Refs are capable of mistakes.
Refs gave Bartkowski a penalty for an illegal play, so it wasn't a clean hit. Its not much different from John Scott nudging Loui last year, head down and late contact.
It's very similar in my mind to the Campbell/Umberger hit. You can't call that clean and call this one dirty. Maybe it shouldn't be in the game, but it strikes me as legal.
No, you can't eliminate them. But stronger penalties would serve as a deterrent. Maybe if Bartkowski had known that predatory blindside hits to a defenseless player might get him a 20 game suspension, he would have held up and Gionta wouldn't be concussed.
Refs gave Bartkowski a penalty for an illegal play, so it wasn't a clean hit. Its not much different from John Scott nudging Loui last year, head down and late contact.
Great hit!!! Gionta got caught watching the puck. No foul at all. I don't know why a penalty was called.
People calling this a "clean hit" have either lost their minds or never had one to begin with.
Gionta didn't touch the puck.
People calling this a "clean hit" have either lost their minds or never had one to begin with.
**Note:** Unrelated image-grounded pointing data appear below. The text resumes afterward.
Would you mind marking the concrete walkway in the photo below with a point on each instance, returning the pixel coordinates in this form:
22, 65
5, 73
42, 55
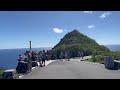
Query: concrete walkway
73, 69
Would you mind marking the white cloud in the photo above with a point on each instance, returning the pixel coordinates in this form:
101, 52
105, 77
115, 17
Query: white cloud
91, 26
57, 30
104, 15
89, 12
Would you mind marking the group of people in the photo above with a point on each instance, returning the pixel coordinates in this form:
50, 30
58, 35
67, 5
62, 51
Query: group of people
41, 57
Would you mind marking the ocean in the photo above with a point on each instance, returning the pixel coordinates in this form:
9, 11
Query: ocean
9, 57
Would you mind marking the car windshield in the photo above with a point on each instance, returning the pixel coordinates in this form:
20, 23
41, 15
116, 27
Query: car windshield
7, 75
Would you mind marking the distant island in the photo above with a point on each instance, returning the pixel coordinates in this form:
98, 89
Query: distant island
75, 42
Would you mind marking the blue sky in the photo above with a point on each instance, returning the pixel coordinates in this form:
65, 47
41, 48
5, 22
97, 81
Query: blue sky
46, 28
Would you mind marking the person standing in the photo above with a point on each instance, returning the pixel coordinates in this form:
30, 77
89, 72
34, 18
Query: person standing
43, 57
40, 58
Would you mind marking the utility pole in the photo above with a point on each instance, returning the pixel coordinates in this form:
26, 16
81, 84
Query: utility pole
30, 46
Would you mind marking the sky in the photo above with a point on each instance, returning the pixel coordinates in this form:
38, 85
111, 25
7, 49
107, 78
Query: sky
46, 28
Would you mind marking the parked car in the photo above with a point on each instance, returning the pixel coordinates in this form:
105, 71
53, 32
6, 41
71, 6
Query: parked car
10, 74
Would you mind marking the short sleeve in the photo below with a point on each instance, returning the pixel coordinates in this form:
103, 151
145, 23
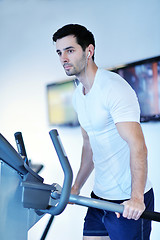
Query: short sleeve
123, 103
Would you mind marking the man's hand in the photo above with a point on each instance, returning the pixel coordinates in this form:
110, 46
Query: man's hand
133, 209
74, 191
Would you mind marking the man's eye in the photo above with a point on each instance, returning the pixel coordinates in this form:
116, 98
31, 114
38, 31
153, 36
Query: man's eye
70, 51
59, 53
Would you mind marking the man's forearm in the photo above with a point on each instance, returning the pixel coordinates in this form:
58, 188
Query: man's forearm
138, 171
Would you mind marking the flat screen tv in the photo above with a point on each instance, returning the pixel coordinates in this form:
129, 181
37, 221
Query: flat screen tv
144, 78
60, 108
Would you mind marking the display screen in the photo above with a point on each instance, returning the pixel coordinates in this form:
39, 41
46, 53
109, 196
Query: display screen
60, 108
144, 78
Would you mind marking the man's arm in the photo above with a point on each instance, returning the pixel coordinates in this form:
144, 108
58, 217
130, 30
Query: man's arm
131, 132
86, 166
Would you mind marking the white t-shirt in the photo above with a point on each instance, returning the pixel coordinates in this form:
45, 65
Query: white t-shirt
109, 101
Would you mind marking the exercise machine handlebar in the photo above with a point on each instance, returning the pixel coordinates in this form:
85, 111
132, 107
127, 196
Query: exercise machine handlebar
90, 202
68, 176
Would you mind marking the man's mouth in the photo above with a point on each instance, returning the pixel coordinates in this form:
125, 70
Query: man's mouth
67, 66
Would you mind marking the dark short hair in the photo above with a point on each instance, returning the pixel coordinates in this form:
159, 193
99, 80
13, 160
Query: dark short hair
83, 36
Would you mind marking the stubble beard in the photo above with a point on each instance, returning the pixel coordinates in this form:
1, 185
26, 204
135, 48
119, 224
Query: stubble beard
77, 68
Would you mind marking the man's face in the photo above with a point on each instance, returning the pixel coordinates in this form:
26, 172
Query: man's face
71, 55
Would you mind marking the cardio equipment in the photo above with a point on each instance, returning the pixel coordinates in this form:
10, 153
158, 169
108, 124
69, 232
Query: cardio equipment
24, 198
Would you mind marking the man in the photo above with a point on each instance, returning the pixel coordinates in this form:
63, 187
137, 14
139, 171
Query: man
113, 142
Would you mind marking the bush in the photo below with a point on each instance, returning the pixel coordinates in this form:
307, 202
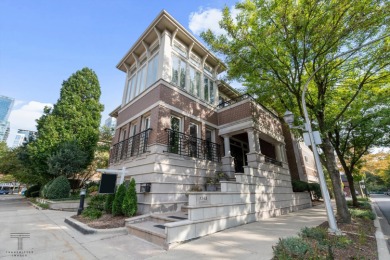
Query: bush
97, 202
129, 206
91, 213
361, 213
118, 201
32, 191
108, 203
59, 189
299, 186
291, 248
315, 188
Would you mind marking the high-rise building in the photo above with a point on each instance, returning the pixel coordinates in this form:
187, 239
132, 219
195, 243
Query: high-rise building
6, 105
24, 137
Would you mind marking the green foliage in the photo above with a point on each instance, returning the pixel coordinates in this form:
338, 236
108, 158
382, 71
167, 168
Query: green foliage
129, 207
316, 233
108, 203
315, 188
118, 201
44, 189
361, 213
291, 248
91, 213
68, 159
59, 188
74, 118
32, 191
97, 202
299, 186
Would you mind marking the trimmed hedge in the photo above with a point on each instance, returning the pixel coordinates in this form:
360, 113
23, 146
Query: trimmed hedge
118, 201
33, 191
59, 188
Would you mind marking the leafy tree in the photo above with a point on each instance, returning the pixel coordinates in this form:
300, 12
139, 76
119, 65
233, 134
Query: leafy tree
118, 201
130, 206
273, 47
68, 160
74, 118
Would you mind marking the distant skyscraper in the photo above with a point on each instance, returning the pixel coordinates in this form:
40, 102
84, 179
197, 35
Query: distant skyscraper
6, 105
110, 122
24, 137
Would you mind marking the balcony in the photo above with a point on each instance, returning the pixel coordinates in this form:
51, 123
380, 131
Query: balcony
182, 144
133, 146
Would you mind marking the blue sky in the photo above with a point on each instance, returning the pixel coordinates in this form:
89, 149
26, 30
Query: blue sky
42, 42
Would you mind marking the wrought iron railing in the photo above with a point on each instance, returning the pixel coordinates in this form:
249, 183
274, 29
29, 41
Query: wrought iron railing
244, 97
133, 146
273, 161
187, 145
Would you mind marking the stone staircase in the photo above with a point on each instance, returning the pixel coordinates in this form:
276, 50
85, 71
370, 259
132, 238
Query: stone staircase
151, 227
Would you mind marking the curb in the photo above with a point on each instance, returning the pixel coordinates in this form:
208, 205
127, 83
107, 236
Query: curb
86, 230
381, 243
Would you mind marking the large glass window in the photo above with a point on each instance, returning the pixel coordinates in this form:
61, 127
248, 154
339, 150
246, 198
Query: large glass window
178, 71
194, 82
152, 70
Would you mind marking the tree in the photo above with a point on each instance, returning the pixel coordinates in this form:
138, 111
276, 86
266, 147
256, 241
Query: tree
68, 160
130, 206
364, 126
74, 118
274, 46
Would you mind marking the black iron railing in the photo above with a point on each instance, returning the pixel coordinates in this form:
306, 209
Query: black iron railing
273, 161
243, 97
133, 146
187, 145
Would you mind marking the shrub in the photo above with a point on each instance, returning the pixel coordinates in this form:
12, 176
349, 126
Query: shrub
59, 188
108, 203
315, 188
291, 248
32, 191
299, 186
97, 202
118, 201
91, 213
129, 206
361, 213
45, 189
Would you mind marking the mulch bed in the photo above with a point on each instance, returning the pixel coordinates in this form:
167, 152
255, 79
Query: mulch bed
104, 222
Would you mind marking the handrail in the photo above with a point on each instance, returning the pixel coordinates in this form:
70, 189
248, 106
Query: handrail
188, 145
132, 146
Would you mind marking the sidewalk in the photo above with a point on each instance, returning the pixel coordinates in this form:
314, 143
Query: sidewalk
251, 241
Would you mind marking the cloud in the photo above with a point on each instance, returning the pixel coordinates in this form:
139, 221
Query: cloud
209, 18
23, 116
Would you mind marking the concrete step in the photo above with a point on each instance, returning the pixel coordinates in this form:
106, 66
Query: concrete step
150, 231
152, 228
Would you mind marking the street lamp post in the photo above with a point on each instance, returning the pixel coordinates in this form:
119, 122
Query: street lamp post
325, 193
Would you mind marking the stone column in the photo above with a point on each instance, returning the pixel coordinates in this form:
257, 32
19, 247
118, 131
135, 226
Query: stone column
228, 160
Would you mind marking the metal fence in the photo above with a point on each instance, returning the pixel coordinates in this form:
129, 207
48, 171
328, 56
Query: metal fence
133, 146
187, 145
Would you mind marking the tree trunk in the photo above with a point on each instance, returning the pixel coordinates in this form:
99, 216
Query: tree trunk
331, 165
352, 188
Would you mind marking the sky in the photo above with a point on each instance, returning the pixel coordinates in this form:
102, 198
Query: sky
43, 42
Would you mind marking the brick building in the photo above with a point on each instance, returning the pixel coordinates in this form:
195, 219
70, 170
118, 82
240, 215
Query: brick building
178, 124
Do you think it's interference if a guy is trying to take a pass and it hops over his stick and he gets hit at the same time?
Technically, yes. A hit exist to seperate an opponent from the puck, it is illegal ot hit an opponent who doesn't have the puck. A player cannot just go for a hit and pray that the opponent will do everything so that the hit is legal, it's on him to make sure he is allowed to make the hit. In this case, Bartkowski couldn't be sure that Gionta would have the puck, yet he opted to go for the hit anyway, hence it is on him if anything goes wrong.
Beyond that, this was hardly a case of a player just missing a simple pass, Gionta had to really stretch out to even have a chance of getting the puck.
All in all, the call was the right one. Bartkowski interfered with an opponent, which makes it a penalty. Gionta got injured on the play, which makes it a game misconduct. No need for anything more than that. Bartkowski banked on something that he shouldn't have banked on, and it turned out to make his hit illegal. It definately wasn't an attempt to injure, but in the end you are responsible for your own actions, which in this case leads to 5+game. Not every not-clean hit needs to be defended to death, just like not every 5+GM needs to be followed by a further suspension.
People calling this a "clean hit" have either lost their minds or never had one to begin with.
That's never been the standard of officiating. If a player attempts to play the puck, he's fair game. That's not interference and the lack of a call from the NHL proves it.
That's never been the standard of officiating. If a player attempts to play the puck, he's fair game. That's not interference and the lack of a call from the NHL proves it.
People calling this a "clean hit" have either lost their minds or never had one to begin with.
and yet so supplemental discipline......
And yet a 5 minute major and a game misconduct.
The NHL wasn't going to call an interference penalty after the fact. This is interference. Not sure what's left to say. That doesn't make it a suspension or Bartkowski a monster, but it was interference. You're free to skip between what the rule is or what the standard is, you're wrong on both accounts. This play certainly gets called interference on many occasions. Interference.